Prince Henri Auditoire 02 BW

Publication du Cahier d’études n° 200 - When health affects income (and viceversa): Policy transmission in a heterogeneous agent life-cycle model

23.09.2025

Auteurs: Pablo GARCIA SANCHEZ et Olivier PIERRARD

 

L'évaluation stratégique 2025 de la BCE considère le vieillissement démographique comme un défi pour la conduite de la politique monétaire. En effet, le vieillissement a des effets sur la productivité, la croissance économique, les finances publiques et l'inflation. Ce papier se concentre sur le lien entre richesse et espérance de vie, qui est observable dans tous les pays et qui reste stable dans le temps. La richesse et la santé sont liées de plusieurs façons. La richesse peut améliorer la santé, par exemple en facilitant l'accès aux soins ou à une meilleure alimentation. Inversement, la santé influence la capacité à travailler et donc à gagner sa vie. D'autres facteurs, comme l'éducation ou les gènes, peuvent aussi jouer un rôle à la fois sur la santé et les revenus.

 

Mieux comprendre les liens entre revenus et santé est important pour évaluer correctement l’impact des impôts et de la redistribution sur la santé publique. De même, ces liens déterminent l'impact que peut avoir une politique de santé pour réduire les inégalités de revenu. Ces inégalités peuvent réduire l'efficacité de la politique monétaire, qui peut elle-même influencer les inégalités.

 

Dans ce papier, nous étudions la relation revenus-santé à l’aide d’un modèle de cycle de vie.
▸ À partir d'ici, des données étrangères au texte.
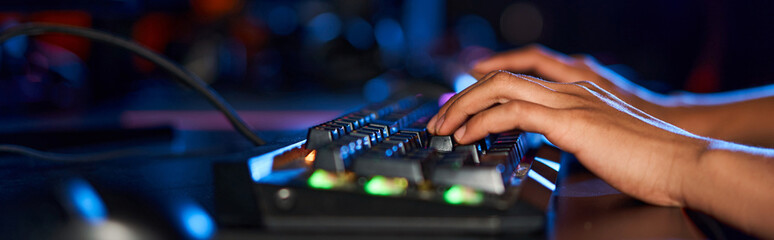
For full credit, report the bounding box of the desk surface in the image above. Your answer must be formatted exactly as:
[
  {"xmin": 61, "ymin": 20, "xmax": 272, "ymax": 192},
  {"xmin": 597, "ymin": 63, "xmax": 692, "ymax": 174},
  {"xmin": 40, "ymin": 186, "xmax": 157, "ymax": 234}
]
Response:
[{"xmin": 0, "ymin": 90, "xmax": 744, "ymax": 239}]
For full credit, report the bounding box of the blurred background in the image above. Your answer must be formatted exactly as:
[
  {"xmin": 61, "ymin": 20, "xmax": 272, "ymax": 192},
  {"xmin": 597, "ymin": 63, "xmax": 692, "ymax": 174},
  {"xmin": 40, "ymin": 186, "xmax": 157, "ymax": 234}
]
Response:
[
  {"xmin": 0, "ymin": 0, "xmax": 774, "ymax": 239},
  {"xmin": 0, "ymin": 0, "xmax": 774, "ymax": 116}
]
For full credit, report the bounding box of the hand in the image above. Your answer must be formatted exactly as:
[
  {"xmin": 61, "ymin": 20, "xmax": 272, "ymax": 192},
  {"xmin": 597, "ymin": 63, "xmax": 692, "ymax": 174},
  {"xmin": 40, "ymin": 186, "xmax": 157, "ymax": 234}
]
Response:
[
  {"xmin": 428, "ymin": 71, "xmax": 708, "ymax": 206},
  {"xmin": 471, "ymin": 45, "xmax": 668, "ymax": 119}
]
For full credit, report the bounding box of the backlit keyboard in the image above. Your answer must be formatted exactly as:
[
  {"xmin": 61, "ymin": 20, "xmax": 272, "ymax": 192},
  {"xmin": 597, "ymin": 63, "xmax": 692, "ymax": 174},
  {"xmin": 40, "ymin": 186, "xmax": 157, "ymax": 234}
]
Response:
[{"xmin": 249, "ymin": 96, "xmax": 544, "ymax": 233}]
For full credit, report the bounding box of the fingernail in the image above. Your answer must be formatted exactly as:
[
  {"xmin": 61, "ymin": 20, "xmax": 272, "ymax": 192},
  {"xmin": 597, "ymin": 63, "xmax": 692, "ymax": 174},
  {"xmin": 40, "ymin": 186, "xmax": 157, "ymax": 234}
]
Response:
[
  {"xmin": 435, "ymin": 114, "xmax": 446, "ymax": 134},
  {"xmin": 427, "ymin": 116, "xmax": 438, "ymax": 130},
  {"xmin": 454, "ymin": 125, "xmax": 468, "ymax": 142}
]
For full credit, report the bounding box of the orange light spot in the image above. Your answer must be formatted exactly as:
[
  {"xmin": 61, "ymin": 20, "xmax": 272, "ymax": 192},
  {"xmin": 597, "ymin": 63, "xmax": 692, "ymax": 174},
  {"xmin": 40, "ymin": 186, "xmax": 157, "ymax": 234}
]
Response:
[{"xmin": 304, "ymin": 150, "xmax": 317, "ymax": 164}]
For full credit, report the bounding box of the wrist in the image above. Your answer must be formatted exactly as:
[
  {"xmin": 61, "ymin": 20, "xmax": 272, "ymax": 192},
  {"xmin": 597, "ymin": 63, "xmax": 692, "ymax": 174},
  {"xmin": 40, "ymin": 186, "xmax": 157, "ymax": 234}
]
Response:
[{"xmin": 670, "ymin": 136, "xmax": 713, "ymax": 208}]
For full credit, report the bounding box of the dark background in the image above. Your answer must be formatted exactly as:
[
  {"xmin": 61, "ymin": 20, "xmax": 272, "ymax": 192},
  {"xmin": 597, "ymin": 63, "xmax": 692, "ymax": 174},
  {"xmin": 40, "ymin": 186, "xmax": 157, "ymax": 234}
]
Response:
[
  {"xmin": 0, "ymin": 0, "xmax": 774, "ymax": 239},
  {"xmin": 0, "ymin": 0, "xmax": 774, "ymax": 116}
]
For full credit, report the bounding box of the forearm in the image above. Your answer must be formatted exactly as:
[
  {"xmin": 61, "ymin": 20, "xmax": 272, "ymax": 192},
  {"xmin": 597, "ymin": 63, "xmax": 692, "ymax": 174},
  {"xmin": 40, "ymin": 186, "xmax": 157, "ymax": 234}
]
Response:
[
  {"xmin": 656, "ymin": 97, "xmax": 774, "ymax": 148},
  {"xmin": 682, "ymin": 141, "xmax": 774, "ymax": 238},
  {"xmin": 629, "ymin": 85, "xmax": 774, "ymax": 148}
]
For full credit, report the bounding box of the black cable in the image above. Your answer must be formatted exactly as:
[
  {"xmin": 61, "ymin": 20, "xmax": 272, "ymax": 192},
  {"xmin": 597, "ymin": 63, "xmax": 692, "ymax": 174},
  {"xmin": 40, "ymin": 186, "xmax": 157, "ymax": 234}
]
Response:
[
  {"xmin": 0, "ymin": 144, "xmax": 254, "ymax": 163},
  {"xmin": 0, "ymin": 23, "xmax": 266, "ymax": 146}
]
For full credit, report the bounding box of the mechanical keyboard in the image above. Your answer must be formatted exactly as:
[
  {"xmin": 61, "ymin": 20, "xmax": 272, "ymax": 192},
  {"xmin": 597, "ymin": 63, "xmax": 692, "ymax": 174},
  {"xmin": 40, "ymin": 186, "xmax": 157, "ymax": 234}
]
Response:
[{"xmin": 242, "ymin": 96, "xmax": 547, "ymax": 234}]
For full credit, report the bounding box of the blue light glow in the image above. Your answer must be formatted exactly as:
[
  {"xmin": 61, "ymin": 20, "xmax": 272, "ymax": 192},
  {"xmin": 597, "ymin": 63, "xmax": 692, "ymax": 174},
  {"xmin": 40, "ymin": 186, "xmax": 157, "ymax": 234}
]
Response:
[
  {"xmin": 266, "ymin": 6, "xmax": 298, "ymax": 35},
  {"xmin": 527, "ymin": 170, "xmax": 556, "ymax": 191},
  {"xmin": 247, "ymin": 140, "xmax": 306, "ymax": 182},
  {"xmin": 363, "ymin": 76, "xmax": 392, "ymax": 102},
  {"xmin": 454, "ymin": 73, "xmax": 478, "ymax": 93},
  {"xmin": 535, "ymin": 157, "xmax": 560, "ymax": 172},
  {"xmin": 68, "ymin": 179, "xmax": 107, "ymax": 224},
  {"xmin": 374, "ymin": 18, "xmax": 404, "ymax": 51},
  {"xmin": 455, "ymin": 15, "xmax": 497, "ymax": 49},
  {"xmin": 258, "ymin": 168, "xmax": 306, "ymax": 185},
  {"xmin": 308, "ymin": 13, "xmax": 341, "ymax": 43},
  {"xmin": 180, "ymin": 203, "xmax": 215, "ymax": 239},
  {"xmin": 347, "ymin": 18, "xmax": 374, "ymax": 50},
  {"xmin": 403, "ymin": 0, "xmax": 446, "ymax": 53}
]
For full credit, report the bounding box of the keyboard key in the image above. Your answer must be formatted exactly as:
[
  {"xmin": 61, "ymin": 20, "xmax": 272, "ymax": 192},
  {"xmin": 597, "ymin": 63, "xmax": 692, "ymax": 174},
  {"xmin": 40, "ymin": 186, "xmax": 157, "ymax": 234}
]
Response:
[{"xmin": 428, "ymin": 135, "xmax": 454, "ymax": 152}]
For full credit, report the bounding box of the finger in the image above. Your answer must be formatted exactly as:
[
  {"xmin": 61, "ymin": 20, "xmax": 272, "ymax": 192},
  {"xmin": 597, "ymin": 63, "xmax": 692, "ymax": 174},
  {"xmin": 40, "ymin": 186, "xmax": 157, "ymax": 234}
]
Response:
[
  {"xmin": 435, "ymin": 74, "xmax": 575, "ymax": 135},
  {"xmin": 427, "ymin": 71, "xmax": 500, "ymax": 134},
  {"xmin": 454, "ymin": 101, "xmax": 565, "ymax": 144},
  {"xmin": 473, "ymin": 45, "xmax": 585, "ymax": 82}
]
En vieillissant, un individu voit son niveau de santé se détériorer progressivement : c’est ce que nous appelons le « déficit de santé ». Ce déficit a trois effets négatifs : il coûte cher en soins (soins longue durée, traitements, etc.), il réduit la productivité et donc les salaires, et il augmente le risque de décès. Cependant, les individus peuvent ralentir ce déficit en investissant dans la prévention (alimentation saine, sport, vaccins, dépistage...).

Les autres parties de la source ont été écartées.